Kolejne fragmenty zapisu czarnej skrzynki. "Będę miał przechlapane"

PRZEGLĄD PRASY. "Jeśli nie wyląduję, będę miał przechlapane" - miał powiedzieć mjr Arkadiusz Protasiuk na 25 min przed katastrofą prezydenckiego Tu-154 - informuje "Gazeta Wyborcza".

Wczoraj telewizja TVN24 opublikowała nieoficjalną informację, jakoby pilot Arkadiusz Protasiuk miał powiedzieć kilkadziesiąt sekund przed katastrofą: "Jak nie wyląduję (wylądujemy), to mnie zabiją (zabije)". Telewizja zastrzegła, że nie zna kontekstu tej wypowiedzi, nie ujawniła także swojego źródła.

"Gazeta Wyborcza" informuje dzisiaj, że podobne sygnały docierały do niej jeszcze przed drugą turą wyborów, jednak dziennikarze wstrzymali się z ich publikacją, gdyż nie udało im się jednoznacznie potwierdzić tych informacji.

Dopiero teraz "Gazeta Wyborcza" zdecydowała się na publikację swoich informacji, zaznaczyła jednak, że nie jest pewne, czy słowa: "Jeśli nie wyląduję, będę miał przechlapane (przewalone)" rzeczywiście wypowiedział Arkadiusz Protasiuk. Przytaczana wypowiedź miały paść mniej więcej w czasie, gdy do kokpitu wszedł po raz pierwszy gen. Andrzej Błasik, dowódca Sił Powietrznych.

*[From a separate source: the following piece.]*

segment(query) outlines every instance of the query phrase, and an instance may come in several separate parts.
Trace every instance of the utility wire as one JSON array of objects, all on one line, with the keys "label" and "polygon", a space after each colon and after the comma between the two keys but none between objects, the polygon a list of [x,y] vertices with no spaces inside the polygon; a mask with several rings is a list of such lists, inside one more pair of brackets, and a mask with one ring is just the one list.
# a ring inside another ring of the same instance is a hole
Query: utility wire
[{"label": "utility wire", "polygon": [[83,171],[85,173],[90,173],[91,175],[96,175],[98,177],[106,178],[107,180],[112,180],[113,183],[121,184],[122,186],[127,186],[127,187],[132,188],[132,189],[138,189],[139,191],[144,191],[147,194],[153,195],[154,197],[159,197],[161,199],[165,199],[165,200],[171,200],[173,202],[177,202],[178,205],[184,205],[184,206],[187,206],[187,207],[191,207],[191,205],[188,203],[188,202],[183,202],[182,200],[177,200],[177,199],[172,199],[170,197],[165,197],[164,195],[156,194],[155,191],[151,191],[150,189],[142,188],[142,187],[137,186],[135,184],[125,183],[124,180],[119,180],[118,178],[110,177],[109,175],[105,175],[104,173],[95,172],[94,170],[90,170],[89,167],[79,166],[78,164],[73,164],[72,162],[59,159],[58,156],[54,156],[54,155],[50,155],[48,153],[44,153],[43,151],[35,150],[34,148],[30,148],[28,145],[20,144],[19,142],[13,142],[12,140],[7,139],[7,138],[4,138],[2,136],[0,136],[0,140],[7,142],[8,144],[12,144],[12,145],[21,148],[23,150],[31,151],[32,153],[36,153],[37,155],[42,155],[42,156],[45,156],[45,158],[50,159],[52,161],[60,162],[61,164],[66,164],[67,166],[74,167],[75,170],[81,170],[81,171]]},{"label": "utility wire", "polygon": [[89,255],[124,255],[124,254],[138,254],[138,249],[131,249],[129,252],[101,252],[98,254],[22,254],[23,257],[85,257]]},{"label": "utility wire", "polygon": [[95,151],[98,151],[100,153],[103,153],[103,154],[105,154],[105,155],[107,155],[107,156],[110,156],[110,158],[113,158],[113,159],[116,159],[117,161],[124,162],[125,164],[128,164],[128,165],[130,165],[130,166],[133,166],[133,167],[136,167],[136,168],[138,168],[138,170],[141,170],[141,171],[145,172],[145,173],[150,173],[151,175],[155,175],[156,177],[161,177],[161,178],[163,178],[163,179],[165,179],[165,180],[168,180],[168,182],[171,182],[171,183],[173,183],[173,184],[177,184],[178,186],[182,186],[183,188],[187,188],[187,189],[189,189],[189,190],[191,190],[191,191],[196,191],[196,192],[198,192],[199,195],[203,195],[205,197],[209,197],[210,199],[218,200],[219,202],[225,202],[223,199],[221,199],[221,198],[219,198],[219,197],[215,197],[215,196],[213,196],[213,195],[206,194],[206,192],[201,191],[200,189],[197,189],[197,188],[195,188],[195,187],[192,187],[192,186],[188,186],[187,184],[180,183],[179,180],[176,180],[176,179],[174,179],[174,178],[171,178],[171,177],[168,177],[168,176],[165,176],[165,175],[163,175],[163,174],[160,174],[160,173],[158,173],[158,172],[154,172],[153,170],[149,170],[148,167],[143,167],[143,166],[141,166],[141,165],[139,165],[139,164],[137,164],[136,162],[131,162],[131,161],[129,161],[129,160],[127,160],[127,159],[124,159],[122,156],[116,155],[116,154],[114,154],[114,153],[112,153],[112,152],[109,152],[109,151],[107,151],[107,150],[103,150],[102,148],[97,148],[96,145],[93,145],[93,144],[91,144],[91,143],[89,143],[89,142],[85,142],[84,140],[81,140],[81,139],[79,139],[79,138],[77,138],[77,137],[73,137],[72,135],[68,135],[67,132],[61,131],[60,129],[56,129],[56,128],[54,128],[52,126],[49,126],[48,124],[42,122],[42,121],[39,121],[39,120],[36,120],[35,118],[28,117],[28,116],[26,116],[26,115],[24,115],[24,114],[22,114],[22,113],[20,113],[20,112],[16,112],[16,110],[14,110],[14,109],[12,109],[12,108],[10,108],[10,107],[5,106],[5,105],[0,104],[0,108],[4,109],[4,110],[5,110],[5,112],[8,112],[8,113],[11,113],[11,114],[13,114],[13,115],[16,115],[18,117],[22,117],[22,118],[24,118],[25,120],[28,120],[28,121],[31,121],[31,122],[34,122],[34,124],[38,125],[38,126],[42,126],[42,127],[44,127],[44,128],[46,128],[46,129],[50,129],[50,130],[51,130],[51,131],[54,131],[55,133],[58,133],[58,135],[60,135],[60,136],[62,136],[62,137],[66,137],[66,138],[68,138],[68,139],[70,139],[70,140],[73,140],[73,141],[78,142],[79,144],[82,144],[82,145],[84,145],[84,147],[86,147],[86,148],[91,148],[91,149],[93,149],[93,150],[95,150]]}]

"Gazeta" zastanawia się, czy Protasiuk lub Błasik mieli się czego obawiać - Protasiuk był drugim pilotem, gdy prezydent Kaczyński w trakcie wojny gruzińsko-rosyjskiej nakazał kapitanowi - kpt. Grzegorzowi Pietruczukowi - lecieć do Tbilisi, a gdy ten odmówił, prezydent miał mu zagrozić: "Jeszcze się policzymy", Błasik z kolei został szefem Sił Powietrznych na wniosek ministra obrony w rządzie PiS - Aleksandra Szczygły, który również był na pokładzie tupolewa.

Prokuratura i dyrektor krakowskiego Instytutu Ekspertyz Sądowych, który bada zawartość czarnej skrzynki, odmówili wczoraj komentarza odnośnie doniesień prasowych.